Janik jednak nie zastąpi Włodarczyka. Drozd nie zamierza z nim walczyć

Zdjęcie okładkowe artykułu:
zdjęcie autora artykułu

Wszystko wskazuje na to, że rosyjski pięściarz 22 maja nie spotka się w ringu z Polakiem. Diablo się rozchorował, a rozwiązanie awaryjne nie wzbudziło w Moskwie entuzjazmu.

Od kilku dni informowaliśmy, iż Krzysztof Diablo Włodarczyk ma problemy ze zdrowiem i jego najbliższa walka z Grigorijem Drozdem stoi pod znakiem zapytania. W poniedziałek okazało się, że wirus wygrał z organizmem polskiego pięściarza. - Ta sama choroba rozłożyła na łopatki również Krzyśka Głowackiego, który również przebywał w Wiśle z Diablo - powiedział nam promotor Andrzej Wasilewski. - Nie było więc chyba szans, aby uchronić się przed tym wirusem.

[ad=rectangle]

Prowadzący karierę Włodarczyka wysłali oficjalne dokumenty lekarskie do Moskwy. Tym samym walka została odwołana. Postanowili jednak zaproponować "rozwiązanie awaryjne". Gotowość walki z Drozdem wyraził Łukasz Janik, który jesienią ma walczyć o tytuł mistrza świata federacji WBA w kategorii junior ciężkiej z Denisem Lebiediewiem. - Takich walk się nie odmawia, takie okazje trzeba wykorzystywać - przyznał. - Termin walki z Denisem mi bardziej pasował, sam styl boksowania również, ale mimo to jestem gotowy na Drozda.

Do walki jednak najprawdopodobniej nie dojdzie. - Nasza propozycja, delikatnie mówiąc, nie wzbudziła w Moskwie zachwytu - powiedział Wasilewski w rozmowie ze Sportowymi Faktami. - Nie mam jeszcze na mailu oficjalnej odpowiedzi, ale na 99,9 procent będzie negatywna.

Udało nam się również dowiedzieć, że przeciwny walce z Janikiem był sam Drozd.
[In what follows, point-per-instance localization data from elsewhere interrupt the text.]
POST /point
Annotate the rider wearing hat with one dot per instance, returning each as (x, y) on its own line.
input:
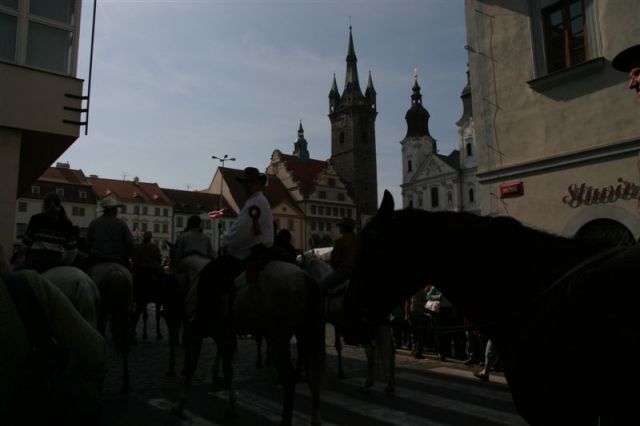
(108, 237)
(253, 228)
(343, 255)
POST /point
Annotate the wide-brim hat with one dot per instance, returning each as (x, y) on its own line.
(628, 59)
(347, 222)
(110, 202)
(251, 174)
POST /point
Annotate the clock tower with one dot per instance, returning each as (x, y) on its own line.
(353, 136)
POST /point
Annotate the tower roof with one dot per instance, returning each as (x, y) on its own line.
(417, 116)
(351, 81)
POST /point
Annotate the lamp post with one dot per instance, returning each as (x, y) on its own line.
(222, 160)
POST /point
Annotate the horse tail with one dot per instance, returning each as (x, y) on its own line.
(121, 304)
(311, 336)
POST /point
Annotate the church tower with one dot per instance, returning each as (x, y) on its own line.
(353, 136)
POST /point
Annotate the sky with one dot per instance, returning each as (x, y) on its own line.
(175, 82)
Zdecydował, iż nie chce ryzykować tytułu mistrzowskiego. - Nie pasuje mi jego styl - miał powiedzieć swoim promotorom. - Nie ryzykujmy.

- Największe słowa uznania należą się Łukaszowi - stwierdził Wasilewski. - Trzeba docenić, że chciał podjąć się wyzwania. Mimo że jest na zupełnie innym etapie przygotowań niż Drozd.

Co dalej z walką Drozd vs Włodarczyk? Promotorzy obu zawodników muszą ponownie usiąść do negocjacji. Jeżeli dojdzie do porozumienia, pojedynek odbędzie się zapewne jesienią. Zapewne w Rosji. Może nawet na tej samej gali, na której Janik zmierzy się z Lebiediewem?